Ensure reuse rights are always clear - easy. Put it in a footer and pop it in a response header. 

Help users cite their sources. Always present data in context

I am very interested in this at the moment. Some prov, some CSV-w and a lot of work to ensure every broken down section of information has a permanent identifier that means everyone else can point at it. Context is also important in a world where data isn't always consumed within a closed platform, when data is weaved into the fabric of decisions. How do fact checkers know what caveats are applied to data, how do you make changes to data once it is out of the box? 

Make datasets legible

Always. 

Data should be useful for everyone

No user gets left behind. 

Make data part of the web

This one is the one that gets me in the idealistic feels every time. I am, I think it is safe to say, a fan of the ol’ WWWs. It is pretty much the most beautiful concept you can get. Democratic, universal access to universal knowledge. Could you create a more powerful idea than that? Making information available as part of the web is the key though. We can all make an island. We can casually monetise the exhaust fumes from user data. But that is not open. Open is making information that plays well with all users. This can be someone with a browser looking at HTML, or it can be a machine asking a question and expecting a defined response. It also needs to exist as part of a Web of information and be linked to other things. No registration, open access. That is the vision.

Open Standards

Standards are important. Obvs. They make sure the world fits together. Ensure that widget A and sprocket B clip into place, just so. On the web they are vital. Not everything has to use every standard, but if you want information to co-exist in a powerful way, describe it using the conventions of the web, not your organisation's or your own head.  

Recently, we've been thinking about this with the publishing of statistics. This has led to a small collection of important choices. 

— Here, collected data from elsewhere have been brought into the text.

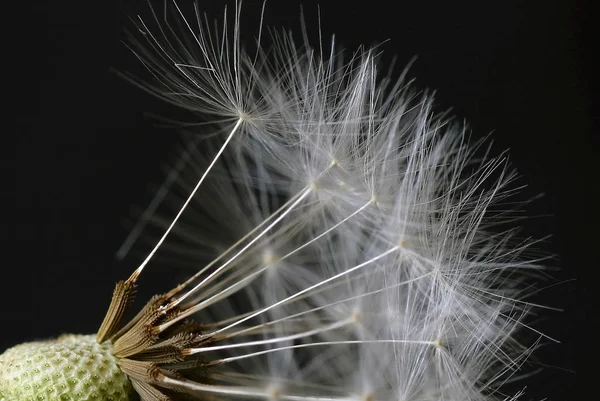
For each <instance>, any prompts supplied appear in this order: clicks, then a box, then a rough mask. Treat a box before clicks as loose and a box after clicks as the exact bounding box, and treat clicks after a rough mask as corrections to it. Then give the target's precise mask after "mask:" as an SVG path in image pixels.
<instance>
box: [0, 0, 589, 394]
mask: <svg viewBox="0 0 600 401" xmlns="http://www.w3.org/2000/svg"><path fill="white" fill-rule="evenodd" d="M182 2H185V1H184V0H182ZM123 3H126V4H123ZM219 3H220V2H215V1H212V2H208V1H207V2H203V3H202V5H201V7H205V8H206V9H207V10H208V11H209V12H211V13H212V14H213V15H215V16H220V15H221V8H222V6H221V5H220V4H219ZM303 3H304V6H305V8H304V12H305V15H306V19H307V21H308V24H309V27H314V22H315V21H316V15H317V7H316V1H314V0H310V1H308V0H307V1H304V2H303ZM321 3H322V4H321V9H320V12H321V19H322V27H323V32H324V35H325V36H326V37H329V36H330V35H331V34H332V33H335V34H336V38H337V42H338V43H339V44H341V45H343V46H345V47H347V48H349V49H353V48H355V47H356V46H357V45H359V44H361V43H365V44H367V45H368V44H375V43H379V42H381V41H384V40H386V39H389V41H387V42H386V43H384V44H383V45H382V49H383V50H384V51H385V52H386V54H388V56H386V57H387V58H386V59H385V60H387V61H389V59H390V57H391V56H390V55H393V54H395V55H397V56H398V64H399V65H400V66H403V65H405V64H407V63H408V62H409V61H410V60H411V58H412V57H413V56H417V57H418V58H417V61H416V62H415V64H414V65H413V67H412V68H411V70H410V75H411V76H414V77H416V78H417V85H418V86H420V87H422V88H432V89H436V90H437V99H438V104H439V107H440V109H446V108H448V107H453V112H454V113H455V114H456V115H457V116H458V117H460V118H464V119H466V120H468V121H469V122H470V125H471V127H472V129H473V131H474V134H475V135H476V136H477V135H479V136H482V135H486V134H488V133H489V132H491V131H494V134H493V137H494V140H495V142H496V144H497V146H496V147H495V149H499V150H501V149H504V148H510V150H511V153H510V154H511V159H512V161H513V164H514V165H515V166H516V167H517V169H518V170H519V171H520V173H521V174H522V175H523V176H524V181H522V182H523V183H527V184H528V188H527V189H526V190H525V196H527V197H532V196H534V195H536V194H539V193H544V194H545V196H544V197H542V198H540V199H538V200H536V201H535V202H533V203H532V204H531V205H529V206H528V212H529V214H531V215H533V216H538V217H535V218H533V219H532V220H530V221H528V222H526V223H524V224H525V226H526V227H525V230H526V233H529V234H531V235H533V236H536V237H542V236H545V235H547V234H552V235H553V236H552V238H550V239H549V240H548V241H546V242H544V243H543V244H542V245H541V246H542V248H543V250H544V251H546V252H550V253H554V254H556V255H557V257H556V258H555V259H554V260H553V261H552V262H551V264H552V265H553V266H561V268H562V269H561V270H559V271H553V272H551V275H552V277H553V280H551V281H549V282H548V283H546V284H542V286H544V285H552V284H554V286H552V287H551V288H548V289H546V290H545V291H542V292H541V293H540V294H539V297H538V298H537V301H538V302H541V303H544V304H548V305H551V306H556V307H560V308H564V312H562V313H555V312H549V313H547V314H544V315H543V316H542V318H543V320H542V322H541V323H540V324H539V325H538V327H540V328H542V329H543V330H544V331H545V332H546V333H548V334H549V335H551V336H553V337H556V338H558V339H560V340H562V341H563V343H562V344H560V345H550V346H547V347H544V348H543V349H541V350H540V352H539V353H538V356H539V359H540V361H541V362H543V363H544V364H546V365H547V367H545V368H544V369H543V370H542V372H540V373H539V374H538V375H536V376H535V377H533V378H531V379H529V380H528V394H529V395H531V396H533V397H534V398H538V399H539V398H544V397H548V399H550V400H568V399H576V398H577V397H576V396H575V374H574V373H572V371H573V370H574V369H575V364H574V362H573V357H572V352H573V344H574V338H575V335H574V334H573V333H574V332H575V330H576V327H577V326H576V325H577V324H579V323H578V322H579V321H580V319H582V318H584V316H585V314H586V313H587V312H586V310H585V308H584V306H583V305H582V304H581V302H578V300H577V294H581V293H582V292H583V291H584V290H583V288H578V289H577V290H576V287H578V285H576V284H575V283H574V282H573V281H569V280H570V279H571V278H573V277H576V276H577V271H578V269H579V267H580V266H586V264H585V263H587V261H588V257H587V256H586V252H582V249H590V248H586V246H587V245H584V242H585V241H586V239H587V240H589V239H593V238H594V237H593V234H592V235H588V234H584V231H583V230H584V228H583V227H584V226H585V224H586V221H589V220H591V215H588V213H589V208H587V206H586V201H587V200H588V199H589V198H590V197H589V196H584V192H585V191H588V188H590V187H592V189H591V190H589V191H590V192H589V193H590V195H592V191H594V188H593V183H594V182H596V183H597V180H596V181H593V180H592V181H586V180H588V179H589V178H588V176H587V174H590V172H593V169H592V167H591V164H590V165H589V166H586V165H584V163H587V161H588V160H591V157H592V156H594V152H593V150H592V147H593V146H596V145H597V138H592V136H591V135H590V128H591V122H592V121H591V120H592V119H591V110H590V106H591V99H590V98H589V91H588V89H587V85H588V80H587V77H588V75H587V74H588V73H589V72H590V70H591V69H590V68H588V67H587V65H588V64H587V61H588V60H589V58H588V56H589V54H588V53H587V48H586V47H584V39H585V30H586V29H587V25H585V22H586V21H587V19H588V13H590V11H589V10H588V9H587V8H585V7H584V6H583V5H582V4H577V3H576V2H564V1H563V2H560V1H557V2H553V3H552V4H550V2H547V4H544V5H543V6H536V5H534V4H532V3H531V2H524V1H523V2H521V1H505V2H479V1H463V2H446V1H398V2H392V1H389V2H388V1H383V0H370V1H365V2H362V3H359V2H357V3H355V4H354V5H350V4H349V2H347V1H331V0H328V1H321ZM450 3H453V4H450ZM299 4H300V2H299V1H298V2H296V1H289V2H278V1H271V2H269V3H268V4H267V12H266V24H267V25H276V26H285V27H289V28H290V29H293V30H296V31H297V30H298V29H299V27H300V25H299V23H298V21H299V14H300V8H299ZM21 6H22V7H24V8H25V9H24V10H23V11H20V12H15V13H6V14H7V15H6V16H5V18H7V19H8V20H9V21H10V20H12V21H10V22H11V23H13V26H14V28H12V30H11V33H10V35H8V36H6V37H5V41H7V42H8V43H10V45H9V46H8V47H7V48H5V53H4V57H5V61H4V62H3V63H4V64H5V66H6V65H8V67H9V68H10V69H12V71H11V73H10V74H7V75H6V76H5V82H4V84H5V85H4V87H5V88H8V92H5V101H6V102H8V103H10V104H9V105H8V106H7V107H10V108H14V111H13V112H12V113H11V117H12V118H14V121H15V125H14V129H13V130H14V132H15V133H16V134H17V135H16V138H17V146H16V152H15V157H14V159H13V158H11V157H10V155H8V156H7V157H6V158H5V159H4V167H5V170H6V171H13V170H14V172H15V176H16V185H17V186H16V191H14V193H13V192H11V191H10V190H6V189H5V191H6V192H5V195H8V196H10V197H12V196H13V195H14V197H15V203H14V206H12V205H11V206H10V207H9V208H7V209H6V210H5V212H6V214H7V215H8V218H7V221H10V222H13V223H14V224H8V225H6V227H7V228H8V229H7V231H6V232H5V234H6V241H5V242H4V243H5V244H10V243H11V240H14V239H16V240H17V243H16V245H15V246H12V245H10V246H6V247H5V248H6V249H5V254H6V255H12V253H13V252H14V253H15V255H16V257H8V256H7V257H6V259H5V260H4V262H3V263H2V283H3V285H2V290H1V291H2V292H0V301H1V304H2V305H3V307H2V311H3V313H2V321H1V323H0V325H1V326H2V330H1V332H0V350H3V349H4V348H6V347H8V346H9V345H11V344H13V343H15V342H22V341H24V340H32V339H37V338H44V337H50V336H54V335H57V334H60V333H61V332H94V331H95V330H96V328H97V326H98V324H99V322H100V320H101V318H102V316H103V312H104V311H105V308H106V306H107V304H108V302H109V297H110V294H111V292H112V289H113V285H114V282H115V280H117V279H120V278H125V277H127V276H128V274H129V273H130V272H131V271H132V269H133V268H134V267H135V265H134V262H132V261H131V260H125V261H124V262H120V263H119V262H117V261H116V260H115V257H114V255H115V251H116V250H117V248H118V246H119V245H120V243H121V242H122V240H123V239H124V238H125V236H126V234H127V232H128V231H127V230H128V225H127V224H126V222H127V221H128V218H129V217H131V216H132V215H133V212H132V210H133V209H132V207H133V206H135V205H142V206H145V205H146V204H147V202H148V200H149V199H150V195H151V193H152V190H153V187H152V185H151V184H152V183H157V182H159V181H160V179H161V177H162V175H161V174H162V173H161V171H162V170H161V163H162V162H164V161H166V160H168V157H169V156H170V155H171V156H172V155H173V150H174V148H173V146H174V145H175V143H176V142H177V135H176V134H175V133H174V132H173V131H172V130H165V129H160V128H157V127H156V126H155V125H154V123H153V122H152V120H150V119H148V118H147V117H146V116H145V115H144V113H145V112H151V113H168V112H169V111H170V108H169V106H166V105H164V104H163V103H161V102H160V101H158V100H156V99H153V98H151V97H150V96H149V95H147V94H146V93H144V92H142V91H141V90H139V89H137V88H135V87H133V86H132V85H130V84H128V83H127V82H125V81H123V80H121V79H119V78H117V77H116V75H115V74H113V73H111V72H109V68H110V67H115V68H117V69H121V70H131V71H134V72H138V73H140V74H143V70H142V68H141V67H140V65H139V63H138V62H137V60H136V59H135V58H134V57H133V56H132V55H131V54H130V53H129V52H128V51H127V49H126V48H125V47H124V46H123V45H122V44H121V42H120V40H121V39H123V30H124V27H125V26H129V27H130V26H131V25H130V24H129V21H128V16H134V15H135V14H136V13H137V12H147V5H146V4H145V3H144V2H143V1H130V2H117V3H115V2H114V1H95V2H87V1H84V2H79V1H53V2H50V1H48V2H47V3H46V2H28V3H27V4H25V3H23V4H22V5H21ZM260 7H261V2H254V1H246V2H245V3H244V9H245V10H246V12H245V13H244V17H243V19H244V21H245V26H246V27H248V28H254V27H255V26H256V25H253V24H255V23H256V24H257V23H258V15H259V12H260ZM8 14H10V15H8ZM311 24H312V25H311ZM7 134H8V133H7ZM596 155H597V154H596ZM9 182H11V181H9ZM5 188H6V186H5ZM13 227H14V228H13ZM9 248H10V249H9ZM587 254H592V255H593V252H591V253H590V252H588V253H587ZM590 258H591V259H589V260H590V261H591V263H594V260H595V257H593V256H591V257H590ZM596 265H597V263H596ZM160 273H161V272H160V271H157V272H155V273H153V274H156V276H154V277H159V275H160ZM152 277H153V276H152V274H150V275H149V276H148V279H147V280H142V282H141V284H142V287H144V286H146V288H145V289H143V290H142V293H146V294H149V293H150V292H152V291H160V290H164V289H166V288H167V286H168V284H172V283H169V282H167V281H169V280H165V279H164V277H165V274H164V272H162V277H163V279H162V280H152ZM166 277H170V276H168V275H167V276H166Z"/></svg>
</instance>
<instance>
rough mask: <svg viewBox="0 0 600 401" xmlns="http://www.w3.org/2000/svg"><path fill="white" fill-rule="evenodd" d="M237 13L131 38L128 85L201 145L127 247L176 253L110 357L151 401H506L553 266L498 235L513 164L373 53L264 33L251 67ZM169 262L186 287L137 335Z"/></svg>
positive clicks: (128, 279) (157, 257) (140, 394)
mask: <svg viewBox="0 0 600 401" xmlns="http://www.w3.org/2000/svg"><path fill="white" fill-rule="evenodd" d="M240 13H241V7H240V6H238V7H236V9H235V10H234V13H233V18H230V17H229V16H228V15H229V14H228V13H227V12H226V15H225V17H224V18H223V21H222V22H221V23H216V24H212V23H210V22H208V18H207V17H205V16H203V15H202V13H201V12H200V11H199V10H198V8H197V5H196V9H195V12H194V13H191V14H190V16H191V17H192V18H186V17H185V13H184V12H183V11H182V10H181V9H180V7H179V6H178V4H177V3H175V2H171V1H166V2H165V4H164V7H159V8H156V9H154V8H152V7H151V18H149V19H148V18H141V17H140V18H138V19H137V21H136V26H135V29H134V30H133V32H132V33H131V35H130V37H129V41H128V46H130V48H131V49H132V51H133V52H134V54H135V55H136V57H137V58H138V59H139V60H140V61H141V62H142V63H143V65H144V66H145V67H146V68H147V69H148V71H149V72H150V74H151V75H152V76H153V77H154V79H153V81H152V82H150V83H148V82H144V81H141V80H139V79H138V78H135V77H131V76H127V78H128V79H129V80H131V81H132V82H134V83H135V84H137V85H139V86H140V87H141V88H143V89H145V90H147V91H149V92H151V93H152V94H154V95H156V96H158V97H160V98H162V99H164V100H166V101H168V102H170V103H172V104H175V105H177V106H180V107H181V108H183V109H185V110H187V111H189V112H190V113H191V114H192V116H193V118H194V120H193V121H194V123H193V124H188V128H189V127H192V129H195V128H198V132H197V133H195V135H194V136H192V137H190V138H188V139H187V140H186V141H185V146H184V148H185V149H184V150H183V151H182V154H181V158H180V160H178V161H177V162H176V163H175V166H174V168H173V171H171V172H170V174H169V176H168V179H167V181H166V182H165V184H164V185H163V187H161V191H159V194H157V198H156V199H155V200H154V201H153V202H152V203H151V206H150V207H149V209H148V210H147V211H146V213H144V214H143V218H142V221H140V223H139V224H138V225H137V226H136V229H134V231H133V233H134V234H135V235H134V237H135V236H138V235H140V233H141V232H142V231H143V230H142V228H143V227H144V226H145V225H146V224H154V225H155V226H156V227H158V228H159V229H160V233H161V234H160V236H158V237H157V238H150V237H151V236H150V235H148V237H149V238H148V240H150V241H152V244H153V248H152V250H151V252H150V253H149V254H148V256H147V257H146V258H145V259H144V260H143V261H142V263H141V264H140V265H139V267H138V268H137V269H136V270H135V271H134V272H133V274H132V275H131V276H130V277H129V278H128V279H127V280H124V281H121V282H119V283H117V285H116V288H115V290H114V293H113V298H112V301H111V303H110V306H109V308H108V311H107V313H106V316H105V318H104V321H103V322H102V324H101V325H100V329H99V330H98V333H97V336H96V342H97V345H98V346H100V347H104V346H106V347H108V348H109V349H110V353H111V355H112V357H113V358H114V361H115V364H116V366H118V368H119V371H120V372H121V373H122V374H123V375H124V376H125V377H126V378H127V380H128V383H130V385H131V388H132V389H133V390H134V391H135V393H136V394H137V396H139V397H140V398H141V399H142V400H143V401H155V400H164V401H166V400H179V399H190V398H191V399H207V398H219V399H257V400H267V399H268V400H289V401H303V400H304V401H334V400H336V401H338V400H348V401H351V400H352V401H388V400H396V401H397V400H402V401H439V400H442V399H443V400H446V401H465V400H469V401H480V400H481V401H483V400H492V399H510V398H511V397H510V396H506V395H504V394H503V392H502V391H503V387H502V385H503V384H504V383H505V382H506V381H507V380H509V379H511V377H513V376H514V375H515V373H516V372H517V371H519V370H520V369H521V368H522V365H523V364H524V363H525V361H526V359H527V357H528V356H529V355H530V353H531V352H532V351H533V349H535V347H536V346H537V342H536V343H534V344H533V345H531V346H526V345H522V344H521V343H520V342H519V341H518V339H517V337H516V336H515V335H514V334H515V332H516V330H517V329H520V328H526V329H531V331H532V332H534V333H537V334H539V336H540V337H541V336H542V335H541V334H540V333H538V332H536V331H535V329H534V328H532V327H530V326H527V325H526V324H525V318H526V316H527V314H528V313H529V311H530V309H531V308H533V307H535V305H532V304H529V303H527V302H526V301H525V300H524V298H525V297H526V296H527V294H526V293H525V292H524V289H525V288H526V286H525V285H524V284H523V282H524V279H525V278H526V277H527V275H529V274H531V273H532V272H535V271H536V269H539V262H540V261H541V260H539V259H535V258H532V257H531V256H530V254H529V248H530V246H531V245H532V244H533V242H531V241H530V242H527V241H516V240H515V230H514V229H513V228H512V227H505V226H504V224H508V223H511V222H514V220H513V218H514V216H513V215H512V210H511V209H509V206H510V207H512V204H509V203H508V202H507V199H508V198H509V196H511V195H512V193H513V192H514V189H512V188H511V185H512V181H513V180H514V178H515V175H514V173H513V172H512V171H511V170H510V169H509V168H508V164H507V162H506V157H505V155H501V156H500V157H498V158H492V157H490V156H489V149H487V148H485V147H484V146H482V143H481V142H475V143H469V135H468V133H467V132H466V129H465V127H464V126H463V125H461V124H457V123H456V122H454V121H453V120H452V119H450V118H448V117H447V116H446V115H443V114H442V115H440V114H436V113H435V112H434V111H433V99H432V98H431V96H430V95H429V94H428V93H426V92H419V91H416V90H414V89H412V87H411V85H409V84H408V83H407V81H406V79H405V77H404V76H403V77H400V79H398V80H394V79H393V78H392V77H391V76H381V75H380V74H379V72H378V57H377V53H376V52H375V51H373V50H364V49H361V50H360V51H358V52H356V53H354V54H352V55H351V56H350V57H347V56H345V55H344V53H343V52H341V51H339V50H338V49H337V47H336V45H335V43H332V44H331V46H327V47H326V46H324V45H323V44H320V46H319V47H317V48H312V47H310V46H309V45H308V44H306V43H303V44H302V46H299V45H297V44H296V42H295V41H294V39H293V37H292V35H291V34H288V33H282V34H277V33H273V34H272V37H271V39H272V41H273V43H274V45H273V47H272V48H270V49H266V48H265V47H264V46H263V44H262V41H263V40H264V38H262V36H263V33H262V24H261V28H259V29H258V31H257V34H256V35H255V37H256V38H257V44H256V46H255V47H256V50H255V51H253V52H247V51H246V50H244V47H243V46H242V38H241V36H240ZM165 194H167V195H165ZM161 202H163V205H162V206H161V205H160V204H161ZM159 206H160V207H164V208H165V209H168V208H169V207H173V210H172V213H171V214H172V215H174V218H166V217H163V216H162V215H161V214H160V213H156V211H157V210H158V208H159ZM165 214H166V211H165ZM134 237H130V238H128V239H127V241H126V243H127V245H126V246H127V247H130V246H131V244H132V243H133V242H134V241H135V239H136V238H134ZM161 261H167V262H168V263H169V265H179V266H183V267H190V268H192V269H193V270H191V271H192V273H191V274H190V277H189V279H187V280H186V281H184V282H183V283H181V284H179V285H177V286H176V287H175V288H173V289H171V290H167V292H165V293H164V294H161V295H156V296H154V297H152V298H151V299H150V300H149V301H148V302H147V304H146V305H145V306H144V307H143V308H142V309H141V310H140V311H139V312H138V313H137V314H136V315H135V316H134V317H133V318H131V319H129V318H128V316H129V314H128V313H127V312H128V310H129V308H130V307H131V305H132V301H133V299H134V296H135V292H136V288H137V285H138V282H142V281H143V277H144V271H145V270H146V269H151V268H152V266H151V265H152V264H153V263H161ZM192 319H193V320H192ZM0 358H2V357H0ZM0 360H1V359H0ZM1 377H2V376H0V378H1ZM2 386H4V387H2ZM6 386H11V384H10V383H9V384H6V383H4V384H3V382H2V381H1V380H0V394H4V392H6ZM128 401H129V399H128Z"/></svg>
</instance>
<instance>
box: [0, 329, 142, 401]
mask: <svg viewBox="0 0 600 401" xmlns="http://www.w3.org/2000/svg"><path fill="white" fill-rule="evenodd" d="M138 399H139V398H138V396H137V395H136V393H135V392H134V390H133V387H132V385H131V382H130V381H129V379H128V378H127V376H126V375H125V374H124V373H123V372H122V371H121V369H120V368H119V366H118V364H117V358H116V357H115V356H114V355H113V353H112V344H111V343H110V341H106V342H104V343H102V344H98V343H97V342H96V336H95V335H72V334H67V335H63V336H61V337H59V338H58V339H55V340H48V341H36V342H30V343H24V344H20V345H17V346H15V347H12V348H9V349H8V350H6V351H5V352H4V353H3V354H2V355H0V400H5V401H17V400H18V401H30V400H31V401H54V400H56V401H92V400H93V401H134V400H138Z"/></svg>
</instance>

Showing the provenance of provenance. It is vital that information around statistics has context. To this end, metadata is our love letter to the future so we had best use our best stationery. StatDCAT is a good framework to work with here. The context comes next, so let's throw in some CSV on the web. I heart heart this so much. Machine readable tabular data with the ability to ensure annotations travel with the data? Yes please and thank you. 

Open source

In some ways, the obvious one. We do this well in UK Gov. For us, that has meant producing an open source data publishing platform. I would love more people to use it.

Open working

The teams I am involved with have tried to do so much of this. Is it important?  Yes. It is vital. Agile teams (and goodness knows we need to be Agile. Making complex data systems is difficult and we need all the help from process that we can get) are, almost by default, units of open data. The carefully constructed user stories create obvious things to track and point at. So;

We publish our roadmap here, keep it updated and blog about changes

We write sprint notes

We tell people what we have learned

We make every prototype available

We make ourselves available

We request feedback

This is important.  Not through some pious holier than thou approach but for two big reasons

1) Being open is about sharing. We never say we have get things right, but we share them so others can learn from and with us. We don't have to solve every problem from scratch and open sharing helps

2) We do this because these are your statistics and this is what democracy looks like. 

So to recap. I am working on a open by default Agile project, that processes statistical datasets, turns them into open Standards compliant formats that will allow programmatic access to low level data, in browser customisation of datasets to meet exact user needs and generates metadata to enable automated pipelines to validate the context of statistics. 

Open the data,  show your working out- save the world? I genuinely think it could. 

(ps - we are hiring)


[1] I am not a statistician by any means, so here I am referring to the best possible publication.